Flint water crisis: Rooted in neglect, and the fallout continues
Former Michigan Gov. Rick Snyder, his health director and other ex-officials have been told they’re being charged after a new investigation of the Flint water scandal, The Associated Press has learned.
Questions and answers about the crisis that made Flint a symbol of the nation’s decaying drinking water infrastructure:
WHAT HAPPENED, AND HOW?
The city switched its drinking water source from Detroit, about 70 miles (113 kilometers) south, to the Flint River in 2014 as a temporary cost-saving move. At the time, Flint was under control of an emergency financial manager appointed by Snyder. Residents immediately began complaining about the water’s taste and smell and raised other health concerns, such as skin rashes and hair loss. But it wasn’t until September 2015 that Snyder’s administration acknowledged a problem. By then, doctors had discovered high levels of lead in children’s blood.
WHERE DID THE LEAD COME FROM?
State environmental regulators advised local officials not to treat the river water with anti-corrosion additives. The river water scraped lead off aging pipes and plumbing fixtures.
WHERE WAS THE FEDERAL GOVERNMENT IN ALL THIS?
The Environmental Protection Agency drew criticism for failing to react more quickly. The director of its regional office resigned amid accusations of downplaying alarms raised by an agency scientist who visited Flint and took water samples from a home in 2015. EPA declared an emergency in 2016 and the next year provided $100 million to improve Flint’s water infrastructure.
HOW WERE THE RESIDENTS AFFECTED?
It may take years to know results of the lead contamination, which in children can damage the brain and nervous system and cause learning and behavior problems. In adults, it can boost risk for heart and kidney disease, high blood pressure and infertility. Additionally, experts say bacteria from the poorly treated water may have caused an outbreak of Legionnaires’ disease, which killed 12 and sickened dozens of others while Flint was using river water. The crisis upended life in the city, where for months people lined up for bottled water and filters amid reports of heightened anxiety and depression.
WHAT WAS THE LEGAL AND POLITICAL FALLOUT?

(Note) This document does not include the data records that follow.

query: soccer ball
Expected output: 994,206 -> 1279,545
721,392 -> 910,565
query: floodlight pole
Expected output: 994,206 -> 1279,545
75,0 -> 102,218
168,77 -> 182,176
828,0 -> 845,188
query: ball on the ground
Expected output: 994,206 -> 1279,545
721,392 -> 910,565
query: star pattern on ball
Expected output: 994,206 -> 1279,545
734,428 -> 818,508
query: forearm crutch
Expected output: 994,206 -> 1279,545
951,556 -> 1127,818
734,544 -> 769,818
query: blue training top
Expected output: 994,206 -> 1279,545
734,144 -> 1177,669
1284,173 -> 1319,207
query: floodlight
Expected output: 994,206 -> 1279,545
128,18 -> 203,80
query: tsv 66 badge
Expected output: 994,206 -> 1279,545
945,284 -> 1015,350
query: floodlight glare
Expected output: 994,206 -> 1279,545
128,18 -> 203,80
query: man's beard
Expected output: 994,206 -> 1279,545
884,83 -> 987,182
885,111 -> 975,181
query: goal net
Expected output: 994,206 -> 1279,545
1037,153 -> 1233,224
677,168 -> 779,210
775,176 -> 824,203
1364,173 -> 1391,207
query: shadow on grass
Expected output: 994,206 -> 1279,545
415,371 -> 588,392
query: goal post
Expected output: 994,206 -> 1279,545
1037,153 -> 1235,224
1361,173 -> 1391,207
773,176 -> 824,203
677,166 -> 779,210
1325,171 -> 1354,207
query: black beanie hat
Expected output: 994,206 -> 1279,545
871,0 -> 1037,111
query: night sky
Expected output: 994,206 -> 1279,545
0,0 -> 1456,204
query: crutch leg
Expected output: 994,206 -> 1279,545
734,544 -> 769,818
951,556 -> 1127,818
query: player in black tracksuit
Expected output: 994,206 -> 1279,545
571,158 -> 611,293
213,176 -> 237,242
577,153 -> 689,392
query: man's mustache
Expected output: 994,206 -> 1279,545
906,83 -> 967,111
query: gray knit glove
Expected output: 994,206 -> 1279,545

Numerous state and local officials lost their jobs, including the director of the Michigan Department of Environmental Quality. Five officials, including the state health director, were charged with involuntary manslaughter for failing to alert the public about the Legioinnaires’ disease outbreak. The state’s chief medical officer was charged with obstruction of justice. Lesser counts were filed against several others.

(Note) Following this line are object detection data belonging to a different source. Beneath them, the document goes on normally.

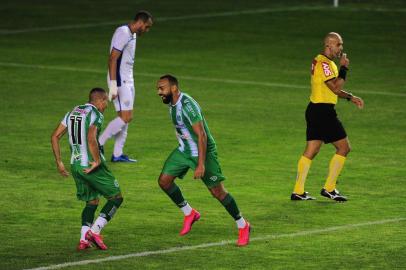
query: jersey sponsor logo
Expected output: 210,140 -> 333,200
74,108 -> 89,114
311,59 -> 317,75
186,104 -> 196,117
176,132 -> 190,140
321,62 -> 333,77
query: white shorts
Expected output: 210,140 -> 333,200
113,82 -> 135,112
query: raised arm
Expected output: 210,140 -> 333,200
109,48 -> 121,100
325,53 -> 364,109
83,125 -> 101,173
192,121 -> 207,179
51,124 -> 69,177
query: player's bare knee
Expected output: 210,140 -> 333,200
158,177 -> 172,190
210,187 -> 227,201
86,199 -> 99,205
120,114 -> 133,124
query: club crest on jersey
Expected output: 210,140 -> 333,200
321,62 -> 333,77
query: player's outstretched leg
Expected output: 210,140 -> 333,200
209,183 -> 251,246
290,156 -> 315,201
320,154 -> 347,202
158,174 -> 200,235
86,194 -> 123,250
320,137 -> 351,202
77,199 -> 99,250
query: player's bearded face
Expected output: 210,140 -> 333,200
160,93 -> 172,104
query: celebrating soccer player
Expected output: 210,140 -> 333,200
157,75 -> 250,246
52,88 -> 123,250
291,32 -> 364,202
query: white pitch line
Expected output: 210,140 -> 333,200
0,6 -> 406,35
0,6 -> 323,35
26,218 -> 406,270
0,62 -> 406,97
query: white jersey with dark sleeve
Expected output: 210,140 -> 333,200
108,25 -> 137,87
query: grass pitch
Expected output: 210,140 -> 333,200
0,0 -> 406,269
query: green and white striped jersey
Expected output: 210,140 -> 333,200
61,103 -> 105,167
169,93 -> 216,157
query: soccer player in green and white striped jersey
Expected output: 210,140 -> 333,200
52,88 -> 123,250
157,75 -> 250,246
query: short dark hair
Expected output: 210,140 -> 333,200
89,87 -> 107,102
159,74 -> 179,87
134,10 -> 153,23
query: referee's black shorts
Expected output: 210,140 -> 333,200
306,102 -> 347,143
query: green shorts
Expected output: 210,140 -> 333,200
162,148 -> 226,188
71,162 -> 121,202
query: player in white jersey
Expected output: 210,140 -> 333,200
99,11 -> 152,162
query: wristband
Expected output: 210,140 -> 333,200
109,80 -> 118,101
338,66 -> 348,81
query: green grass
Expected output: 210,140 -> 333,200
0,0 -> 406,269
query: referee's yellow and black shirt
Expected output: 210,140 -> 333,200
310,54 -> 338,104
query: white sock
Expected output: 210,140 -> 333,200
113,124 -> 128,157
80,226 -> 90,240
91,216 -> 107,234
180,203 -> 193,216
235,217 -> 247,229
99,116 -> 126,145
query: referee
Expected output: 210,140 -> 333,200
291,32 -> 364,202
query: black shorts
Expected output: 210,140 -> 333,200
306,102 -> 347,143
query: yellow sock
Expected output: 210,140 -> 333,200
324,154 -> 346,192
293,156 -> 312,194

Most of the cases were settled through pleas to misdemeanors or dismissed after newly elected Attorney General Dana Nessel fired a team of prosecutors in 2019, saying they hadn’t pursued all available evidence.
IS THE CRISIS OVER?
Flint resumed using Detroit water in October 2015, although the contamination didn’t stop immediately. But by 2017, lead content in Flint’s water was considerably below the federal action level of 15 parts per billion. Officials said last month that inspections of service lines, which carry water from main pipes into homes, were nearing completion and more than 9,700 had been replaced. Still, many residents remain skeptical that their water is safe.
WILL FLINT RESIDENTS BE COMPENSATED?
Responding to a crush of lawsuits, Nessel and Gov. Gretchen Whitmer announced a $600 million settlement last August that grew to $641 million as the city, a local hospital and a consulting firm joined. The deal established a process for submitting claims, with nearly 80% of the money earmarked for claimants who were minors when exposed to the tainted water.
DID RACISM PLAY A ROLE IN THE CRISIS?
Many believe so. Flint, birthplace of General Motors, is a majority-Black city that has struggled financially with the decline of the auto industry. In a 2017 report, the Michigan Civil Rights Commission questioned whether it would have been allowed to happen in prosperous, predominantly white suburbs. “We believe the answer is no, and that the vestiges of segregation and discrimination found in Flint made it a unique target,” the report said. Earlier, a panel appointed by Snyder described the crisis as a case of “environmental injustice.”